Le Maire avait alors refusé ce permis de construire, et le Tribunal Administratif de Montpellier avait rejeté la demande d’annulation de cette décision du Maire.

 

La Cour Administrative d’Appel avait confirmé ce jugement, en considérant qu’aucune exploitation agricole n’était caractérisée.

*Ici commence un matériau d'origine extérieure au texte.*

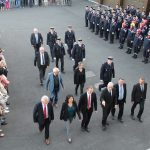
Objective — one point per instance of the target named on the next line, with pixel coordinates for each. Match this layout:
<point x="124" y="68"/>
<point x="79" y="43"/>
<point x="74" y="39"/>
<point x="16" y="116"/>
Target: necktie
<point x="43" y="60"/>
<point x="44" y="111"/>
<point x="121" y="91"/>
<point x="89" y="101"/>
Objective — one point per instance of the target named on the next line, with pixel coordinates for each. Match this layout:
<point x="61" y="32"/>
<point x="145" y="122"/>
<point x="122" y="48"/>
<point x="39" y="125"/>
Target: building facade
<point x="142" y="4"/>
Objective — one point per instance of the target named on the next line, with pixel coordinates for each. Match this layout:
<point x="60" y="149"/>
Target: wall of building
<point x="142" y="4"/>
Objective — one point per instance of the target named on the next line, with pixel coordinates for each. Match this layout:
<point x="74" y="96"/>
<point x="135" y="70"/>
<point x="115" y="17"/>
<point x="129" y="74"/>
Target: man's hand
<point x="103" y="103"/>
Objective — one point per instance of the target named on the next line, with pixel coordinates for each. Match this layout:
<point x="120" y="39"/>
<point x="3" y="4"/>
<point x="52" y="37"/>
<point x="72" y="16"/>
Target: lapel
<point x="41" y="108"/>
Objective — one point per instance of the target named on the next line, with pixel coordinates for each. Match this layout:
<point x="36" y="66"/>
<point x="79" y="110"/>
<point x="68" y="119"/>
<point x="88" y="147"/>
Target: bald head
<point x="55" y="71"/>
<point x="44" y="99"/>
<point x="110" y="86"/>
<point x="35" y="30"/>
<point x="41" y="49"/>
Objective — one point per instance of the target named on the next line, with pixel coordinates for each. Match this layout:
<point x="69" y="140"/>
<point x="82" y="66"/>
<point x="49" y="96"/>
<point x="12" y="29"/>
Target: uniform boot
<point x="146" y="61"/>
<point x="129" y="51"/>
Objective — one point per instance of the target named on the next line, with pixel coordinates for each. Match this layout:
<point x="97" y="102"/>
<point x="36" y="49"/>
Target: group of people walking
<point x="111" y="97"/>
<point x="7" y="4"/>
<point x="4" y="94"/>
<point x="129" y="25"/>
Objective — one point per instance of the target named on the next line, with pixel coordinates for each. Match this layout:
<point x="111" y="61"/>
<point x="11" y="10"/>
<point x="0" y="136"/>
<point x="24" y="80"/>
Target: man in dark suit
<point x="70" y="39"/>
<point x="87" y="102"/>
<point x="107" y="99"/>
<point x="36" y="40"/>
<point x="51" y="40"/>
<point x="59" y="53"/>
<point x="43" y="115"/>
<point x="107" y="71"/>
<point x="121" y="93"/>
<point x="42" y="61"/>
<point x="78" y="53"/>
<point x="138" y="97"/>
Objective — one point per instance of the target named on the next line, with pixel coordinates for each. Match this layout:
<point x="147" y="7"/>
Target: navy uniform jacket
<point x="59" y="51"/>
<point x="78" y="52"/>
<point x="146" y="44"/>
<point x="97" y="19"/>
<point x="106" y="25"/>
<point x="113" y="27"/>
<point x="101" y="24"/>
<point x="107" y="72"/>
<point x="86" y="14"/>
<point x="89" y="15"/>
<point x="70" y="37"/>
<point x="93" y="18"/>
<point x="137" y="41"/>
<point x="51" y="38"/>
<point x="118" y="25"/>
<point x="122" y="34"/>
<point x="131" y="35"/>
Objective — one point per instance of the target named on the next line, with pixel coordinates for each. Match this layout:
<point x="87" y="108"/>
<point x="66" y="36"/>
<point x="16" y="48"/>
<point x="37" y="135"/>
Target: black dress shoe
<point x="7" y="103"/>
<point x="104" y="128"/>
<point x="82" y="129"/>
<point x="4" y="123"/>
<point x="139" y="119"/>
<point x="87" y="130"/>
<point x="132" y="117"/>
<point x="120" y="120"/>
<point x="107" y="123"/>
<point x="63" y="72"/>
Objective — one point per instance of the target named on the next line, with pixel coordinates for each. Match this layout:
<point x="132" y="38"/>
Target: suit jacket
<point x="83" y="101"/>
<point x="137" y="95"/>
<point x="107" y="72"/>
<point x="58" y="50"/>
<point x="79" y="77"/>
<point x="50" y="84"/>
<point x="109" y="100"/>
<point x="51" y="38"/>
<point x="33" y="39"/>
<point x="116" y="86"/>
<point x="38" y="113"/>
<point x="78" y="52"/>
<point x="64" y="111"/>
<point x="37" y="60"/>
<point x="70" y="37"/>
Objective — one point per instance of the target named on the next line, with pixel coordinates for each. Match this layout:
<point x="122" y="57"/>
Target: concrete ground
<point x="21" y="133"/>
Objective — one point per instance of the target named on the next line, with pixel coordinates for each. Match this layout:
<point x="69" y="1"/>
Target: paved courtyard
<point x="21" y="133"/>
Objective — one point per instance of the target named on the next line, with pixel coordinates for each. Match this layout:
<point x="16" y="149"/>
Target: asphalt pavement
<point x="21" y="133"/>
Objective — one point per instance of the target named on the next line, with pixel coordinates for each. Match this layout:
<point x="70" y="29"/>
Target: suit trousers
<point x="51" y="51"/>
<point x="62" y="62"/>
<point x="141" y="103"/>
<point x="70" y="46"/>
<point x="106" y="34"/>
<point x="46" y="126"/>
<point x="86" y="118"/>
<point x="121" y="109"/>
<point x="81" y="88"/>
<point x="36" y="48"/>
<point x="106" y="111"/>
<point x="42" y="70"/>
<point x="111" y="37"/>
<point x="68" y="128"/>
<point x="86" y="22"/>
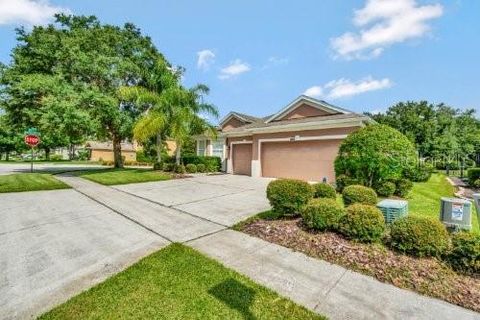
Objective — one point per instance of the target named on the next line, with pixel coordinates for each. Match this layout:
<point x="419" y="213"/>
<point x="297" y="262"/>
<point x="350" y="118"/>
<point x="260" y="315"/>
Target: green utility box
<point x="393" y="209"/>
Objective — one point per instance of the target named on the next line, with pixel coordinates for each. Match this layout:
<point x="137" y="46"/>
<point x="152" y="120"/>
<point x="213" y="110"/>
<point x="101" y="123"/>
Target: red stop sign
<point x="32" y="140"/>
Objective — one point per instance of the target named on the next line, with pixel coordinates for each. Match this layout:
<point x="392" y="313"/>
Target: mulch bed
<point x="427" y="276"/>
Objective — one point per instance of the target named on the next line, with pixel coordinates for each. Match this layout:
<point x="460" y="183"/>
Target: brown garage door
<point x="242" y="158"/>
<point x="306" y="160"/>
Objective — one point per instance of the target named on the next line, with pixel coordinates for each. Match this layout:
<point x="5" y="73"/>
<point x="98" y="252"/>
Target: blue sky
<point x="257" y="56"/>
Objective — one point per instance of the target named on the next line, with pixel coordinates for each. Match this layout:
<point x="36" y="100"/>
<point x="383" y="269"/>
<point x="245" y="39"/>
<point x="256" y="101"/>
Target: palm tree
<point x="150" y="94"/>
<point x="175" y="112"/>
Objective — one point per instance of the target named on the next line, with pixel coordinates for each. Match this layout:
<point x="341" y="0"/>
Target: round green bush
<point x="167" y="167"/>
<point x="375" y="153"/>
<point x="324" y="190"/>
<point x="362" y="222"/>
<point x="288" y="196"/>
<point x="465" y="253"/>
<point x="322" y="214"/>
<point x="201" y="167"/>
<point x="359" y="194"/>
<point x="403" y="187"/>
<point x="343" y="181"/>
<point x="476" y="183"/>
<point x="386" y="189"/>
<point x="158" y="166"/>
<point x="179" y="168"/>
<point x="419" y="236"/>
<point x="191" y="168"/>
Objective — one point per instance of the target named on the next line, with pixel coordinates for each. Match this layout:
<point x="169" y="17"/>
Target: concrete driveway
<point x="223" y="199"/>
<point x="54" y="244"/>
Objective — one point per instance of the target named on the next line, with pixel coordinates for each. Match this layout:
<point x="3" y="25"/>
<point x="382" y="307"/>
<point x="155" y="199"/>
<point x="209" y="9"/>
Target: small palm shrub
<point x="322" y="214"/>
<point x="191" y="168"/>
<point x="419" y="236"/>
<point x="288" y="196"/>
<point x="465" y="253"/>
<point x="403" y="187"/>
<point x="359" y="194"/>
<point x="386" y="189"/>
<point x="201" y="167"/>
<point x="324" y="190"/>
<point x="362" y="222"/>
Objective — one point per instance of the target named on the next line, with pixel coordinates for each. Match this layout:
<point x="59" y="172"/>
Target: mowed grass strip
<point x="123" y="176"/>
<point x="19" y="182"/>
<point x="177" y="282"/>
<point x="424" y="199"/>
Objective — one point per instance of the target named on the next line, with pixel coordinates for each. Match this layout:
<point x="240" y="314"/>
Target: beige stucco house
<point x="300" y="141"/>
<point x="104" y="151"/>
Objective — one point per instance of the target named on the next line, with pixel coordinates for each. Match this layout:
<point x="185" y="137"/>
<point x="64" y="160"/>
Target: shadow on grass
<point x="236" y="296"/>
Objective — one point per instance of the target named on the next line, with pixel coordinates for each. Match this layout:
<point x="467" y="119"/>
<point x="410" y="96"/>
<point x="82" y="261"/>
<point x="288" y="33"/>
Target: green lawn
<point x="424" y="199"/>
<point x="178" y="283"/>
<point x="18" y="182"/>
<point x="123" y="176"/>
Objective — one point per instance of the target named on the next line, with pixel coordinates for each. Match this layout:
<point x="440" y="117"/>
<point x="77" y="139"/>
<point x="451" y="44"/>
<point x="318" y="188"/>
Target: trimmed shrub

La Cour s’est ici fondée sur l’absence de précision fournie par le pétitionnaire quant aux conditions concrètes de son activité de viticulture, ainsi que sur les surfaces exploitées (4 hectares, 74 ares et 60 centiares) sensiblement inférieures à la superficie minimale d'installation dans le même département pour la culture de la vigne.

 

Dans sa décision, le Conseil d’Etat indique que « l'autorité administrative compétente doit s'assurer au préalable, sous le contrôle du juge de l'excès de pouvoir, de la réalité de l'exploitation agricole ou forestière, au sens de ces dispositions, laquelle est caractérisée par l'exercice effectif d'une activité agricole ou forestière d'une consistance suffisante ».

 

Le Conseil d’Etat valide donc le raisonnement de la Cour, et le faisceau d’indices employé pour établir l’existence d’une exploitation agricole.

 

Surtout, on devrait pouvoir raisonnablement envisager que cette solution jurisprudentielle soit étendue à la notion de « constructions et installations nécessaires à l'exploitation agricole » de manière plus globale, y compris en présence d’un Plan Local d’Urbanisme ou lorsque le règlement national d’urbanisme trouve à s’appliquer.

 

En conséquence, cette décision permet d’éclairer une question contentieuse récurrente, et de rappeler notamment l’exigence qu’une exploitation agricole soit réelle et sérieuse pour être caractérisée comme telle.